07 February, 2006
Useful things
I've been working with tabular data files all day. Some are comma-separated, others tabbed, yet others have an arbitrary amount of spaces between fields.
All because I'm using so many different applications: custom stuff for extracting features from images, R for principal components analysis, an on-line app for multiple regression (Have a look).
Thankfully, Emacs has some features that make translating and editing these files quite a lot easier:
- The obvious regexp-replace
- The less obvious kill-rectangle (C-x r k)
- And the matching yank-rectangle (C-x r y)
The last two aren't heard of very often, but they're really really useful: begin your region at the top-left of the rectangle you want, move to the bottom-right and use C-x r k - Emacs magically cuts just the rectangle.

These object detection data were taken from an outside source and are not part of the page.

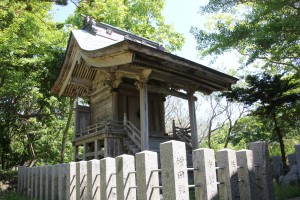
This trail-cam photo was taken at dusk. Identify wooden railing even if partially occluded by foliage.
[75,114,141,149]
[173,120,192,147]
[75,121,109,138]
[123,114,141,149]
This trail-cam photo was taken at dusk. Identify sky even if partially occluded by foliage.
[54,0,238,72]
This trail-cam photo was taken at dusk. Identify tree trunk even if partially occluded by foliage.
[207,122,212,149]
[224,124,232,148]
[60,97,75,163]
[273,113,288,175]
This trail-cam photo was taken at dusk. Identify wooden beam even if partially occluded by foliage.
[82,52,133,68]
[58,49,80,96]
[137,81,149,151]
[70,77,93,88]
[148,85,197,101]
[188,93,198,149]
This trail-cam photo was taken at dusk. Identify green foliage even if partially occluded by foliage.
[224,73,300,167]
[0,1,69,169]
[191,0,300,74]
[0,191,28,200]
[67,0,184,51]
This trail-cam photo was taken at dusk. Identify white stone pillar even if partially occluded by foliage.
[87,160,100,200]
[295,144,300,179]
[116,155,136,200]
[188,93,198,149]
[160,141,189,200]
[135,151,160,200]
[76,161,87,199]
[216,149,240,200]
[73,145,78,162]
[40,166,47,199]
[193,148,218,200]
[82,142,88,160]
[137,82,149,151]
[100,157,117,200]
[58,163,67,200]
[21,167,28,196]
[45,166,53,200]
[94,139,100,159]
[272,156,283,181]
[30,167,36,199]
[236,150,258,200]
[17,166,23,192]
[66,162,76,200]
[34,167,40,199]
[51,164,59,200]
[27,167,33,198]
[249,141,275,200]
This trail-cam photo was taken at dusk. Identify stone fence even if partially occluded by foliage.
[272,144,300,184]
[18,141,274,200]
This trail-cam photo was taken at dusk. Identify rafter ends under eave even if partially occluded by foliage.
[82,52,133,68]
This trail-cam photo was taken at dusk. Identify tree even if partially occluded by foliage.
[0,1,68,169]
[191,0,300,75]
[224,73,300,170]
[67,0,184,51]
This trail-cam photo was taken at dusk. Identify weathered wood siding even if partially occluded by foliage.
[91,86,112,124]
[75,105,91,132]
[118,86,165,135]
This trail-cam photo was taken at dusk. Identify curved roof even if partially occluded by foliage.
[51,22,238,97]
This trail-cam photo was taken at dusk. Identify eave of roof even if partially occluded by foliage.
[51,30,238,97]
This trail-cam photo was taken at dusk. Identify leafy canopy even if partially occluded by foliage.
[67,0,184,51]
[191,0,300,74]
[0,0,72,168]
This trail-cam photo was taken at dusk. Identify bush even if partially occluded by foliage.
[0,190,28,200]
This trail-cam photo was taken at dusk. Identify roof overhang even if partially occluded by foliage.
[51,27,238,97]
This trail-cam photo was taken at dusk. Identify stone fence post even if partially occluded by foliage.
[45,165,53,200]
[51,164,59,200]
[236,150,258,200]
[295,144,300,179]
[115,155,136,200]
[136,151,160,200]
[76,161,87,199]
[58,163,67,200]
[272,156,283,181]
[249,141,275,200]
[87,159,100,200]
[34,167,40,199]
[216,149,240,200]
[160,141,189,200]
[193,148,218,200]
[100,157,117,200]
[39,166,47,199]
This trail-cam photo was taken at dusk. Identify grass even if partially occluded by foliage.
[274,183,300,200]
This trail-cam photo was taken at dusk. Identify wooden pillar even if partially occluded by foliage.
[188,92,198,149]
[111,88,118,121]
[137,81,149,151]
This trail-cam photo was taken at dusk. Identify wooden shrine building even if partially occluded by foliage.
[51,19,237,160]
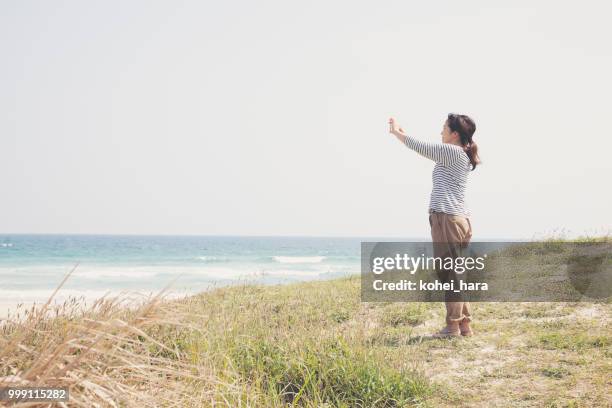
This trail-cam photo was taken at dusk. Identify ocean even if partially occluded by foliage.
[0,234,374,314]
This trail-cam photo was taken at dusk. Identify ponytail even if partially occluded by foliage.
[463,138,481,170]
[446,113,481,170]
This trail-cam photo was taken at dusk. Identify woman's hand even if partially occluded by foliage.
[389,118,406,141]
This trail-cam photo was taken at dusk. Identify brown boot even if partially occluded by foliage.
[432,322,461,339]
[459,317,474,336]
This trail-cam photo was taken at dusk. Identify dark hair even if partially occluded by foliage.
[446,113,480,170]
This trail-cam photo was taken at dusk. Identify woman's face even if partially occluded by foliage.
[440,121,459,143]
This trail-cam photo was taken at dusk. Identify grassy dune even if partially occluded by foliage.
[0,252,612,407]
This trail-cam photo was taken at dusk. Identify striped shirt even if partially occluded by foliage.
[404,136,472,217]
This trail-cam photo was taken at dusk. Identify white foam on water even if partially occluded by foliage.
[272,256,326,263]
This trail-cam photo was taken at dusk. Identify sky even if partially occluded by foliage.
[0,1,612,240]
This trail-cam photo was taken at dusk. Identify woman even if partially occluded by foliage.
[389,113,480,337]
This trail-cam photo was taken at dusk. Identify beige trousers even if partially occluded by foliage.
[429,212,472,323]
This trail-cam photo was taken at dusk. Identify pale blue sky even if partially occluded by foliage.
[0,1,612,239]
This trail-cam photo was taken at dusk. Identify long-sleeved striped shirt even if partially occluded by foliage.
[404,136,472,217]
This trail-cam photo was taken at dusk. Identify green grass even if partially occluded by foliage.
[0,237,612,408]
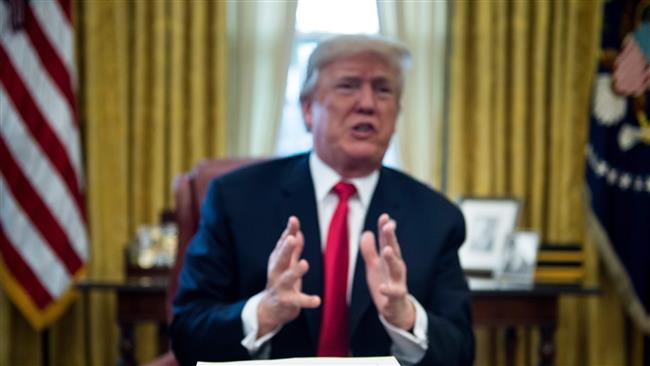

Also useful today was Python's eval builtin. The on-line multiple regression software I mentioned outputs a function that looks like: 1.5 V1[t] + 7.2 V2[t] + 1.1 (V2[t])^2. I wrote a little script that takes the copy-pasted function, regexps in the implied multiplication and Pythonises the hat powers into ** and then calls eval() to calculate the result.
The trick is to make a list for each variable (V1 and V2 in this example) so that the subscripts work. Emacs comes in handy again here - cut the rectangles from the data file and then regexp-replace the carriage returns into commas.